Article

Students Break Out of Fixed-Race Box

My journalism students were brainstorming topics for their final story projects. I urged them to come up with compelling ideas that relate to their experiences but that push deeply into national trends. “Stop letting all the midlife writers (like myself) tell your stories,” I pushed. “Tell your own.”

My journalism students were brainstorming topics for their final story projects. I urged them to come up with compelling ideas that relate to their experiences but that push deeply into national trends.

“Stop letting all the midlife writers (like myself) tell your stories,” I pushed. “Tell your own.”

As they went around the room, several pitches swirled around the same theme: the dramatic increase in multi-racial students and the issues of identity and self-definition they face.

The idea caught fire and sparked a fascinating class discussion. Turns out, they identified a trend that is transforming our classrooms—and should transform our teaching as well.

According to the recent New York Times story “Black? White? Asian? More Young Americans Choose All of the Above”: 

“The crop of students moving through college right now includes the largest group of mixed-race people ever to come of age in the United States, and they are only the vanguard: the country is in the midst of a demographic shift driven by immigration intermarriage.”

This growing trend has implications for every teacher in every classroom at every educational level. How do we teach, discuss and explore the new, murky issues raised by multi-racial relations when many of us still struggle with how to teach, discuss and explore the literally black-and-white issues raised by what we’ve historically identified as race relations?

There is a lot of talk now of our “postracial society” and a new brand of “color blindness” now that our president is identified as an African-American. Except, President Barack Obama comes from a multi-racial background.

As usual, my students are my teachers. Their intense desire to identify as individuals of mixed races—to talk about it, write about it and study it—clarified for me the most powerful way to teach it. We must be neither post- nor blind regarding issues of color, race, ethnicity, difference, otherness.

Rather than colorblindness, I believe in “color mindfulness.” We should honor, acknowledge and bring our full teaching attention to students’ issues of identity. Our students are leading the way. They aren’t colorblind. They talk to each other endlessly about their differences, their varying identities. They code-switch daily between the mixed cultures, socioeconomic classes and identities within their own worlds. Maybe one grandma is Italian, and another is Puerto Rican. The food is different. The hues are different. And the children moving in and out of those households know those differences well. They describe them, laugh about them, boast about them.
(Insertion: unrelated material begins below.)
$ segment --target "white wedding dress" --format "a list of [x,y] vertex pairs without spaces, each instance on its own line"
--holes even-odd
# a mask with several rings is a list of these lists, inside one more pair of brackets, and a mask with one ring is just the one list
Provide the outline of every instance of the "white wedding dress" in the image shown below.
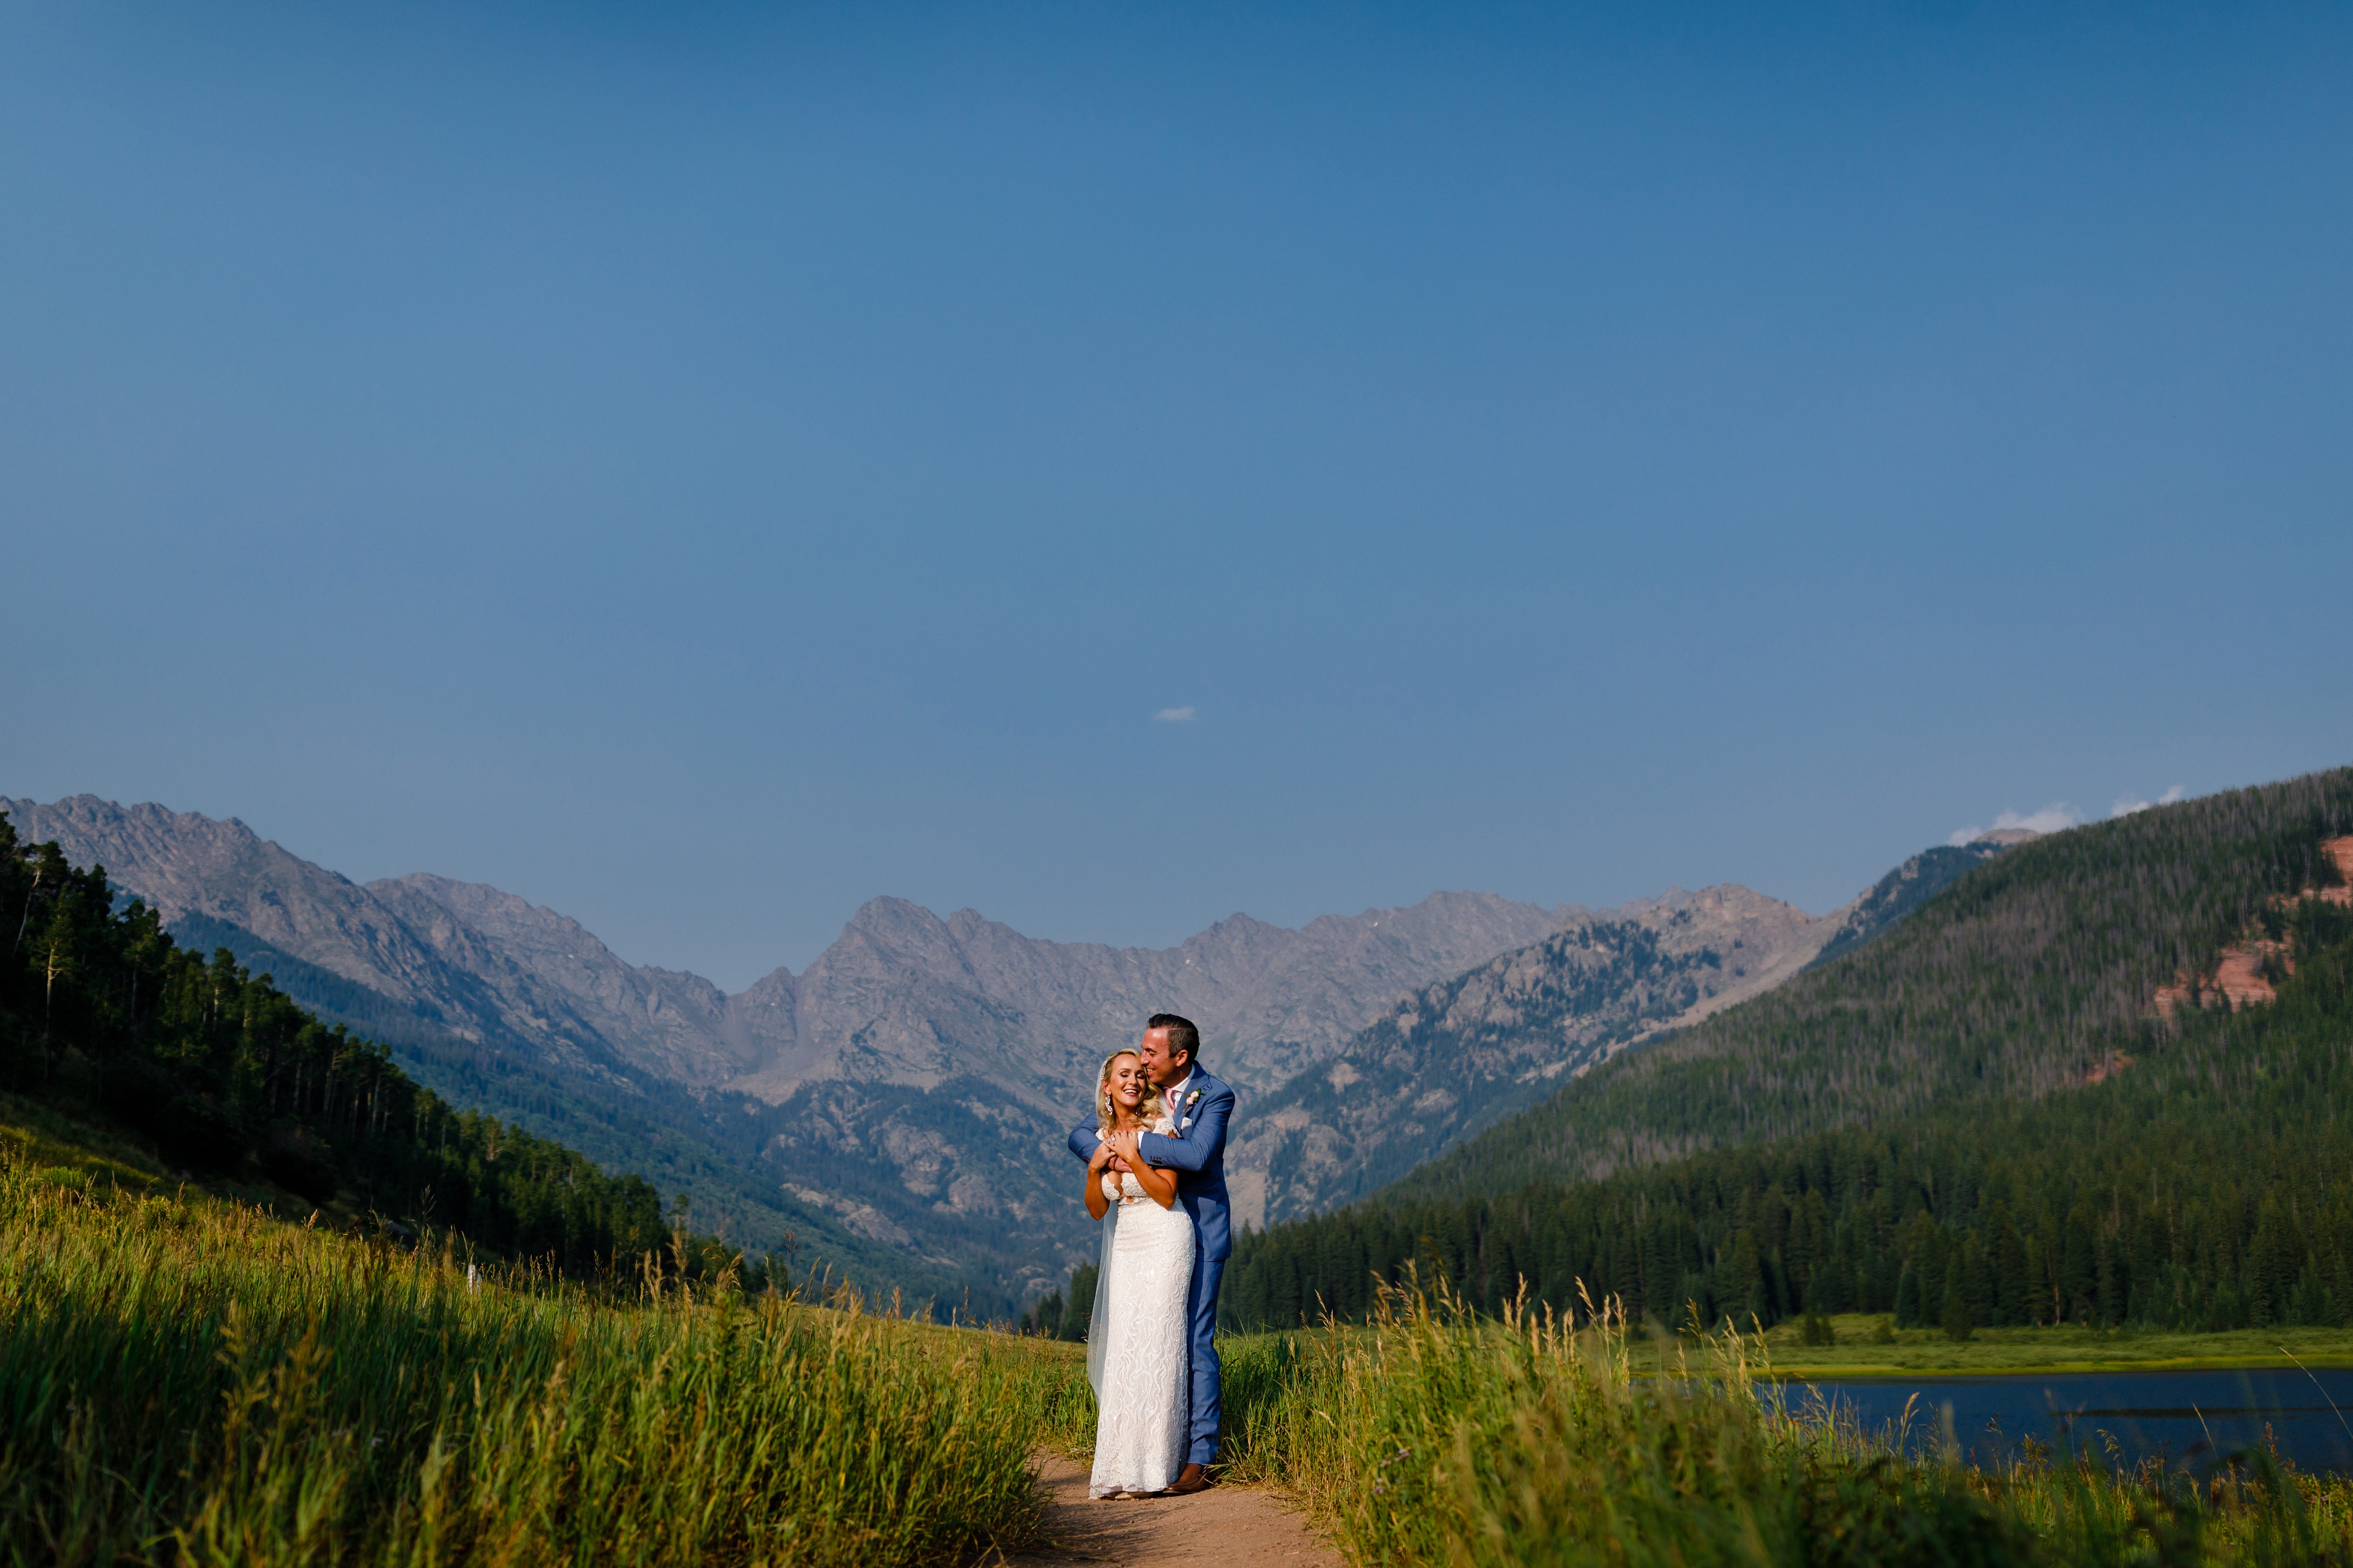
[[[1168,1131],[1164,1121],[1153,1129]],[[1162,1208],[1133,1175],[1103,1177],[1118,1201],[1103,1215],[1102,1273],[1087,1333],[1087,1378],[1102,1415],[1087,1495],[1156,1492],[1190,1446],[1193,1349],[1185,1310],[1193,1284],[1193,1216]]]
They are mindful of them. So why must we be blind to them?

According to The New York Times, we can’t afford to be.

One in seven new marriages is between spouses of different races or ethnicities, according to data analyzed by the Pew Research Center from 2008 and 2009. Multiracial and multiethnic Americans (usually grouped together as “mixed race”) are one of the country’s fastest-growing demographic groups. And experts expect the racial results of the 2010 census, which will start coming out next month, to show the trend continuing or accelerating.

Many young adults of mixed backgrounds are rejecting the color lines that have defined Americans for generations in favor of a much more fluid sense of identity.

I believe this “more fluid sense of identity” offers a brave new world of teachable moments. We should own it, get ahead of it and show our students we see, and honor, the whole of them. 

Cytrynbaum is a journalist and instructor at Northwestern University.